You MAY be able to improve your performance by searching backwards (search from destination to starting point), or by alternating between forward and backward search steps.
Any good AI textbook will talk at length about search techniques. Elaine Rich's book was good in this area. Amazon is your FRIEND.
You mentioned here that the graph represents a road network. If the graph is planar, you could use Thorup's Algorithm which creates an O(nlogn) space data structure that takes O(nlogn) time to build and answers queries in O(1) time.
Another approach to this problem would allow you to ignore all of the vertices. If you were to only look at the edges, you can produce a transitive closure array that will show you each vertex that is reachable from any other vertex.
Start with your list of edges:
Va -> Vc
Va -> Vd
....
Create an array with start location as the rows and end location as the columns.

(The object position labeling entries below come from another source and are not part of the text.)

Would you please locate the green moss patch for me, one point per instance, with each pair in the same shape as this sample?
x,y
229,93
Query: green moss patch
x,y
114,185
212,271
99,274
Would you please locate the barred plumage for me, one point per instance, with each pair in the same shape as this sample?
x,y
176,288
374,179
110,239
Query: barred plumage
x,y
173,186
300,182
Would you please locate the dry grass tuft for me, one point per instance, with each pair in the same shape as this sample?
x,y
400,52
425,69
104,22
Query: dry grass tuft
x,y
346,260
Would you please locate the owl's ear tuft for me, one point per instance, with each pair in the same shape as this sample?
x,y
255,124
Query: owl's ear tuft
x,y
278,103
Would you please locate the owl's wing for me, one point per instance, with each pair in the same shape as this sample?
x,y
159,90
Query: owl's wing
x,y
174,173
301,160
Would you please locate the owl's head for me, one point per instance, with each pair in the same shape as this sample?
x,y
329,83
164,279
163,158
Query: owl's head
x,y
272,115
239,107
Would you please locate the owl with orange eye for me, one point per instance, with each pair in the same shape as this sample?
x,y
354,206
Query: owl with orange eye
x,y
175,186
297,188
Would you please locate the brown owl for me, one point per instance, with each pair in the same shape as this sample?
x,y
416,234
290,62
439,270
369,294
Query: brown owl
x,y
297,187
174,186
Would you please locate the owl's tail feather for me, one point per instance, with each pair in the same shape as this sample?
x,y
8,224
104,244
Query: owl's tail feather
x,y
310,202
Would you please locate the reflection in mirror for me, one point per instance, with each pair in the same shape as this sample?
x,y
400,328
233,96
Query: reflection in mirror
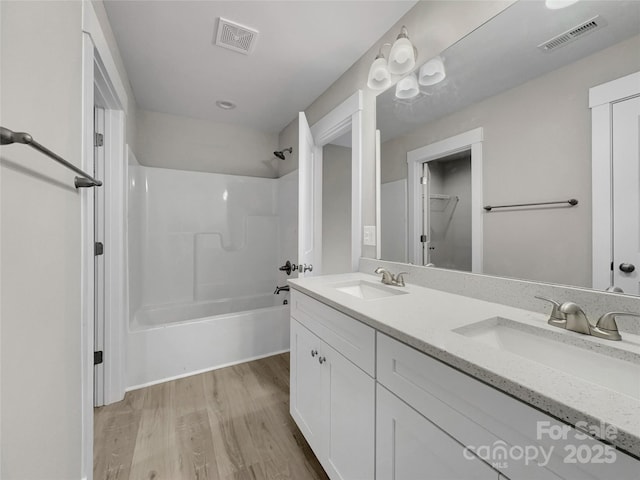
x,y
446,219
336,205
525,82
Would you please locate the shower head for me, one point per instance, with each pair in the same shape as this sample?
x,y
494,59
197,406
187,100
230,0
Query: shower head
x,y
280,153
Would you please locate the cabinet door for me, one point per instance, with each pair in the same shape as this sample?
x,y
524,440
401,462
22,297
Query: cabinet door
x,y
306,402
350,407
410,447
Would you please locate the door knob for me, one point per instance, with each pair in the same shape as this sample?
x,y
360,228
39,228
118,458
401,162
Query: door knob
x,y
627,267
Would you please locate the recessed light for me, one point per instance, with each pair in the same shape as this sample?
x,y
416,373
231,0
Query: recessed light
x,y
225,104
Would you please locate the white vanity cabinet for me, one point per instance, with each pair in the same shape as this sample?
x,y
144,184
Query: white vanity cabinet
x,y
332,396
410,447
373,408
517,440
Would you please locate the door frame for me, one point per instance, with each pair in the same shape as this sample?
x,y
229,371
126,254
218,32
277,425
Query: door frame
x,y
99,73
346,116
470,140
601,100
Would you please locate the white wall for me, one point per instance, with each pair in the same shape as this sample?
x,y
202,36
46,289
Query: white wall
x,y
204,146
287,187
40,399
393,220
533,151
336,209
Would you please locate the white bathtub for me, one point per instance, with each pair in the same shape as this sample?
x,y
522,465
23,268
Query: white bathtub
x,y
178,340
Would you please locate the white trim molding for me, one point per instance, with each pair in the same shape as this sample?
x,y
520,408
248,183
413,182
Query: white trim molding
x,y
91,26
471,140
346,116
601,100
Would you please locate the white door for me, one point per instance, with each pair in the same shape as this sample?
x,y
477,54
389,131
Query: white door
x,y
410,447
309,202
99,234
626,195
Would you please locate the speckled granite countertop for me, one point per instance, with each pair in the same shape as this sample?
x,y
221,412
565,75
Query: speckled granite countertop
x,y
425,319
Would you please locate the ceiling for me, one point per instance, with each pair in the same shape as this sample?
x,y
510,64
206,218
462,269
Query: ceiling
x,y
302,48
503,54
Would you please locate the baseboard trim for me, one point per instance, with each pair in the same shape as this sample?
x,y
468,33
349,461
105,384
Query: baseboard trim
x,y
203,370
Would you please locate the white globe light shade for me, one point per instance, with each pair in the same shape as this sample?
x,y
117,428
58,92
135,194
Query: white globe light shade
x,y
407,87
379,76
402,58
432,72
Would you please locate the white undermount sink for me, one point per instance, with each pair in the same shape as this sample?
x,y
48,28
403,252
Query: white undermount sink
x,y
367,290
604,365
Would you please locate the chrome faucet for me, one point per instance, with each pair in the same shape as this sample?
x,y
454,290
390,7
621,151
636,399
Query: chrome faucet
x,y
570,316
576,318
556,318
389,278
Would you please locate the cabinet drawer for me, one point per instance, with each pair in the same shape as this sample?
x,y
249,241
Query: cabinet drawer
x,y
353,339
478,415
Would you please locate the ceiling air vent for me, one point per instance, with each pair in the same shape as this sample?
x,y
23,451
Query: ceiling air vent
x,y
235,37
573,34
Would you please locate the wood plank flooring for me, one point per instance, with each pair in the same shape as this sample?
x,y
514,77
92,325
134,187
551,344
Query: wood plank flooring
x,y
231,423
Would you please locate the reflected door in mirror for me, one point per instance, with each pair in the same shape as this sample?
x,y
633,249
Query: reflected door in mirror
x,y
626,195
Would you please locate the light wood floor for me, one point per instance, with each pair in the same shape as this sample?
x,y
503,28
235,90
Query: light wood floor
x,y
231,423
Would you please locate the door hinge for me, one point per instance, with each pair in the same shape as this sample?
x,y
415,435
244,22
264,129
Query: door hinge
x,y
97,357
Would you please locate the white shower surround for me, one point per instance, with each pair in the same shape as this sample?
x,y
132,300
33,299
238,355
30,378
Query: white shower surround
x,y
203,252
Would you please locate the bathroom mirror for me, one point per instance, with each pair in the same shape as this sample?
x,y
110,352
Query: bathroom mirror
x,y
522,81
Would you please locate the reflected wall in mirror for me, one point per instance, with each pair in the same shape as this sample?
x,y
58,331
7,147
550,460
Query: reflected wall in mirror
x,y
532,104
336,205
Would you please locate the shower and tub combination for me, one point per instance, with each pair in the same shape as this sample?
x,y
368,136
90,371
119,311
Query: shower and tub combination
x,y
204,254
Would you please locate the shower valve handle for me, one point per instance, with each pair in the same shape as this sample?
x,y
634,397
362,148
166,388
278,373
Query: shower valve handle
x,y
288,267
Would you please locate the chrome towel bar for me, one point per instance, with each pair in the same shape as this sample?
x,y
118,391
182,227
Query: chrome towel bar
x,y
8,137
571,202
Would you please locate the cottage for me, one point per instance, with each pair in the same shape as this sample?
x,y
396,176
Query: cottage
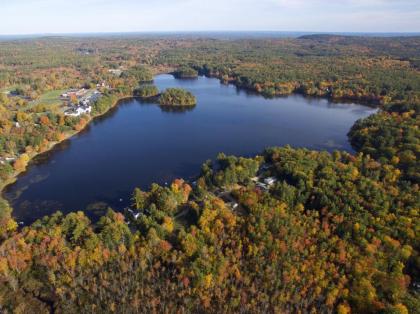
x,y
270,180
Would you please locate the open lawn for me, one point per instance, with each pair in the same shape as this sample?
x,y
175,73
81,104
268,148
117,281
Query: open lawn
x,y
51,98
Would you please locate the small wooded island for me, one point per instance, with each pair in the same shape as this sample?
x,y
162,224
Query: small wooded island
x,y
186,72
146,91
177,97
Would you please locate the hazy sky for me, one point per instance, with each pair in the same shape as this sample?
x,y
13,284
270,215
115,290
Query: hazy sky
x,y
73,16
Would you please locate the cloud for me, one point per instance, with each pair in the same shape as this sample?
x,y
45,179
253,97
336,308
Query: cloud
x,y
46,16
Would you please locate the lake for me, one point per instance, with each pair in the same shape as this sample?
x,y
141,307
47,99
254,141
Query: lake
x,y
137,144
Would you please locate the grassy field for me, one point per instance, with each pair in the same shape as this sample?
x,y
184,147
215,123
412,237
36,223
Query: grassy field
x,y
51,98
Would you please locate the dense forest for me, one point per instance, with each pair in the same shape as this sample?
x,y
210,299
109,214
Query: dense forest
x,y
177,97
329,233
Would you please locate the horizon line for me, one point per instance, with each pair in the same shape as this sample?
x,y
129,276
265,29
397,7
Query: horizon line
x,y
51,34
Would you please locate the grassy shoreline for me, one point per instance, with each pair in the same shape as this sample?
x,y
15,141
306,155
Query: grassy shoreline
x,y
13,178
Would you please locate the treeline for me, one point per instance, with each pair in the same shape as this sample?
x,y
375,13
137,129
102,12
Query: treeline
x,y
177,97
391,136
336,233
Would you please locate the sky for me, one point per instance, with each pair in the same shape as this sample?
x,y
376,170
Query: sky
x,y
87,16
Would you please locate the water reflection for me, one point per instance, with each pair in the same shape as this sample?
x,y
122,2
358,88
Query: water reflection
x,y
138,143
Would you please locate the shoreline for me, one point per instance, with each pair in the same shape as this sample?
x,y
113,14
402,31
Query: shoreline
x,y
51,146
68,136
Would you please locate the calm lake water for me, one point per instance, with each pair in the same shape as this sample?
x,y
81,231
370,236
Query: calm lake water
x,y
137,144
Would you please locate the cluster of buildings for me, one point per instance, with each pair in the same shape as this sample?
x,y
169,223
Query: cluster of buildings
x,y
84,100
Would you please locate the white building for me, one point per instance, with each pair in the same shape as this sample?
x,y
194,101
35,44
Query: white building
x,y
270,180
79,111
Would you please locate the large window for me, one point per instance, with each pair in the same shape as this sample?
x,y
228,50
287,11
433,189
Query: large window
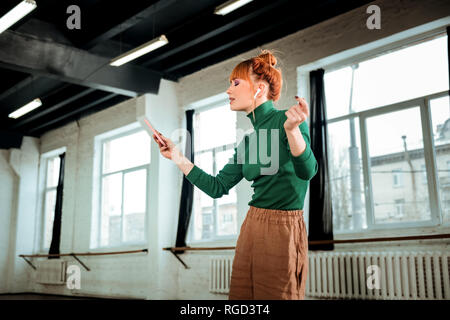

Fill the arrays with 0. For each edge in the list of edges, place a one in the start,end coordinate of the edge.
Now you iterate a few times until either V1,V2 is 1 or there are no changes.
For each row:
NextRowN = RowN
For each column that is true for RowN
Use boolean OR to OR in the results of that row of that number with the current NextRowN.
Set RowN to NextRowN
If you run this algorithm until the end, you will quickly have a complete list of all reachable vertices without looking at any of them. The runtime is proportional to the number of edges. This would work well with a reasonable implementation and a reasonable number of edges.
A slightly more complex version of this algorithm would be to only calculate the vertices reachable by V1. To do this, you would focus your scope on the ones that are currently reachable at any given time. You can also limit adding rows to only one time, since the other rows are never changing.
In order to be sure, you either have to find a path, or traverse all vertices that are reachable from V1 once.
I would recommend an implementation of depth first or breadth first search that stops when it encounters a vertex that it has already seen. The vertex will be processed on the first occurrence only. You need to make sure that the search starts at V1 and stops when it runs out of vertices or encounters V2.